Forschung – Regionale Lebensmittel liegen genauso im Trend wie das Leben in der Stadt. Wie sich beides verbinden lässt, zeigen nun Forscher aus Finnland: Im Zellkultursystem CellPod lassen sich innerhalb einer Woche Zellhaufen bestimmter Obstsorten und Gemüse in der eigenen Küche heranzüchten, berichtet die Wirtschaftswoche. Verbesserungsbedarf gäbe es aber noch, denn im Geschmack sollen die Pflanzenzellen derzeit noch eher fad sein. Die kleinen Petrischalen werden mit 3-D-Drucktechnik gefertigt.

Mittwoch 30.11.2016
SWR2: Im "Restlos Glücklich"

Lebensmittel – SWR2 berichtet über ein Restaurant, in dem es gibt keine Lebensmittelverschwendung gibt.  Im "Restlos Glücklich" in Berlin-Neukölln bestehen 90 Prozent der Gerichte aus "geretteten" Waren.
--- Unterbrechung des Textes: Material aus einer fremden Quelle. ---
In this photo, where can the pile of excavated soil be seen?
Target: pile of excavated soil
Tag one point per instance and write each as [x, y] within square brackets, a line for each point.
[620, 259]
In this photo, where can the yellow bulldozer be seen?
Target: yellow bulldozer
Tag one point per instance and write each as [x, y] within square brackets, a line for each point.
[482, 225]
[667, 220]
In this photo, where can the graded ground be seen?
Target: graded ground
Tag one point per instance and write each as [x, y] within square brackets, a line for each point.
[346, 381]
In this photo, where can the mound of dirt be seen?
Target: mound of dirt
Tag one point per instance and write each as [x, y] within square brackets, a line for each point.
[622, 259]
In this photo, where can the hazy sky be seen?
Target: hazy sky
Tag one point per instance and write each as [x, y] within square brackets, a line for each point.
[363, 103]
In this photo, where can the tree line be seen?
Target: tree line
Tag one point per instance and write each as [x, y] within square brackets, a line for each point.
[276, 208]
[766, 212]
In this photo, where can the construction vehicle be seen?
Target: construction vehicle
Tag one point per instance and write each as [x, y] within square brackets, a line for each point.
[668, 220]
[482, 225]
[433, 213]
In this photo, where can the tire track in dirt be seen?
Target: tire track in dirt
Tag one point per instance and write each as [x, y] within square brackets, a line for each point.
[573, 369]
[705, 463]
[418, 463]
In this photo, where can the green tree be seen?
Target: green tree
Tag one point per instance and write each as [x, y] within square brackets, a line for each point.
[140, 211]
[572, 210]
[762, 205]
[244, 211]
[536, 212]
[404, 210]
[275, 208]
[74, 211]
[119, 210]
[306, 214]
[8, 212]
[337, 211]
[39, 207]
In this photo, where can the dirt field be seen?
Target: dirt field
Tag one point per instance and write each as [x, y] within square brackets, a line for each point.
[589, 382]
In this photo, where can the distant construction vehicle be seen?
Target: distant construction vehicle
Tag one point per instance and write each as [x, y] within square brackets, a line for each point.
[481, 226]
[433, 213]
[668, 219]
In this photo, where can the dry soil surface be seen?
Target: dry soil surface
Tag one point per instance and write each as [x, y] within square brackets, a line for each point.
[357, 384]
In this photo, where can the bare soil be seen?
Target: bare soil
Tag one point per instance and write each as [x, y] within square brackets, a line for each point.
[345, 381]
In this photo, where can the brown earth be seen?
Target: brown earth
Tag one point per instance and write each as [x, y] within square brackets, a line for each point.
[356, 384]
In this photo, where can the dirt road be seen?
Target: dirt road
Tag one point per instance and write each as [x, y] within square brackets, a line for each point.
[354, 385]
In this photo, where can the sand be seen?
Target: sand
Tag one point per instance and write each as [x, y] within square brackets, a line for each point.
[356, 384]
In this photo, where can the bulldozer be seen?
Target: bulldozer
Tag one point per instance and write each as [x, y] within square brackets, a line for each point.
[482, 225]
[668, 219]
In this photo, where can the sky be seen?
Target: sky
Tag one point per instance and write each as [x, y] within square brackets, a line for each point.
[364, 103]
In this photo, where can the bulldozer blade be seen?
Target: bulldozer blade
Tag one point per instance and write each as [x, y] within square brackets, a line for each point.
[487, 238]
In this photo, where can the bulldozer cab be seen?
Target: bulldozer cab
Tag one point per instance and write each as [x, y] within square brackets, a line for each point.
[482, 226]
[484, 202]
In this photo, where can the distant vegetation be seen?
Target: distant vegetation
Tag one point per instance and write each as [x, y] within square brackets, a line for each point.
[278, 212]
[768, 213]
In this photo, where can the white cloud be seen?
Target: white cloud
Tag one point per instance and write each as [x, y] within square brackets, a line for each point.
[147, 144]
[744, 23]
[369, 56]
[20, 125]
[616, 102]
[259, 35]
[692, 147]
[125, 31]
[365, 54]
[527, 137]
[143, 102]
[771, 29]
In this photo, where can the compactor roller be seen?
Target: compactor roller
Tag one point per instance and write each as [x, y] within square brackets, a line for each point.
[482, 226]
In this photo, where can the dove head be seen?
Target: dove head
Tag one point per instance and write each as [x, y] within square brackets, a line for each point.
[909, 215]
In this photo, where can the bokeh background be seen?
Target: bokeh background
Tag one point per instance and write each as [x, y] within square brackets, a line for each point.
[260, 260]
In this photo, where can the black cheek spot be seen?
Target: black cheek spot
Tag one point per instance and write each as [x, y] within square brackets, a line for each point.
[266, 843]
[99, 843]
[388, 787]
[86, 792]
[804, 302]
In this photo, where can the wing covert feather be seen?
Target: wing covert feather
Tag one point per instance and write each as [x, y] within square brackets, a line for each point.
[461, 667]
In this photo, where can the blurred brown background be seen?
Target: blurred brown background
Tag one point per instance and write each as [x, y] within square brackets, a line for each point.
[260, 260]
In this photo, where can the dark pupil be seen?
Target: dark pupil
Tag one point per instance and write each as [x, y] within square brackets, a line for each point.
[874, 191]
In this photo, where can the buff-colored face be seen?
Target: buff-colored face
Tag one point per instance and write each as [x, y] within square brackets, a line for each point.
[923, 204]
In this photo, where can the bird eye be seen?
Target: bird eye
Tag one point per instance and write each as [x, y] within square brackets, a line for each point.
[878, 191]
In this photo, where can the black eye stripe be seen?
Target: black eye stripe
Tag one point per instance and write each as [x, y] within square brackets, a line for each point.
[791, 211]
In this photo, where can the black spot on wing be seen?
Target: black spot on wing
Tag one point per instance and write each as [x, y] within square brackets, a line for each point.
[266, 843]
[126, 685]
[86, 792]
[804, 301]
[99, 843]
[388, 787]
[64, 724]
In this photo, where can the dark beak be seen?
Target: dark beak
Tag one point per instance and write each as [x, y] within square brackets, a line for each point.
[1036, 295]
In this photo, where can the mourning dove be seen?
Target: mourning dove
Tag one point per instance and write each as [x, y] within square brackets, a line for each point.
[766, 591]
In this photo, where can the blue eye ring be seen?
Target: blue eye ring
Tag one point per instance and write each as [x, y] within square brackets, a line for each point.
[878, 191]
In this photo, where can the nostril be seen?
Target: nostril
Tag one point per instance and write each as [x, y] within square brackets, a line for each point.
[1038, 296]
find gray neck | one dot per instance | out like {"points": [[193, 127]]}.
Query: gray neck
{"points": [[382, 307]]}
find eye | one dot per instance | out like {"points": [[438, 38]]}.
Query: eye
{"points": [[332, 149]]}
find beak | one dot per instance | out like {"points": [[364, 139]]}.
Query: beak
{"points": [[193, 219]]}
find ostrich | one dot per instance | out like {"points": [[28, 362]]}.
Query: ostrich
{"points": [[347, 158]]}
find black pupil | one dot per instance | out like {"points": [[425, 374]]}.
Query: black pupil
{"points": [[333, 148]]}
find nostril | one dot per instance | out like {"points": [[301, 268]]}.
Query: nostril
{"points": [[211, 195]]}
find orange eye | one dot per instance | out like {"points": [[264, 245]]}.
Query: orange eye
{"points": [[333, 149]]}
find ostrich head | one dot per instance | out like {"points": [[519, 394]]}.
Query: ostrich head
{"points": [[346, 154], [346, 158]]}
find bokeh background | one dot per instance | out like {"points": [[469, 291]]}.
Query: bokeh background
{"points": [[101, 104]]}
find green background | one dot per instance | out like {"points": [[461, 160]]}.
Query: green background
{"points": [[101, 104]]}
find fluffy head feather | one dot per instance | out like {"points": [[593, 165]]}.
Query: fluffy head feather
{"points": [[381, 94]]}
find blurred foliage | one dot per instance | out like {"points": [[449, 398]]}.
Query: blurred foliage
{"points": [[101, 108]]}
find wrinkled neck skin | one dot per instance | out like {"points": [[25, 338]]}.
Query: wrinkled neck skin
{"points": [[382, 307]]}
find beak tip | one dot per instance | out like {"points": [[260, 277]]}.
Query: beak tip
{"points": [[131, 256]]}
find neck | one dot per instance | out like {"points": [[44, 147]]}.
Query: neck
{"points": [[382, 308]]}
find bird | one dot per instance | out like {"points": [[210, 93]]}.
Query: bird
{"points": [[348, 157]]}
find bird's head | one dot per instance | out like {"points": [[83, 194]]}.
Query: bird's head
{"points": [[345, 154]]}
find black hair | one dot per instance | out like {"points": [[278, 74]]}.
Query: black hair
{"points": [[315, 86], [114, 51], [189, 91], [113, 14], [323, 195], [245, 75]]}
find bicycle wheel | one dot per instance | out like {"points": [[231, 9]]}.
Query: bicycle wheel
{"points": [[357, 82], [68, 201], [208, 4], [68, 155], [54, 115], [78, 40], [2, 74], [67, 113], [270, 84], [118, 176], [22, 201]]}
Das Sortiment stammt aus Spenden eines Biosupermarkts und vieler kleinerer Produzenten. Mit dem Konzept haben die Berliner es schon zum Hauscaterer der  Vertretung der Europäischen Kommission vor Ort gebracht. Nicht ohne Grund: Denn Verschwendung von Lebensmitteln gelte als sehr schlecht für das Klima.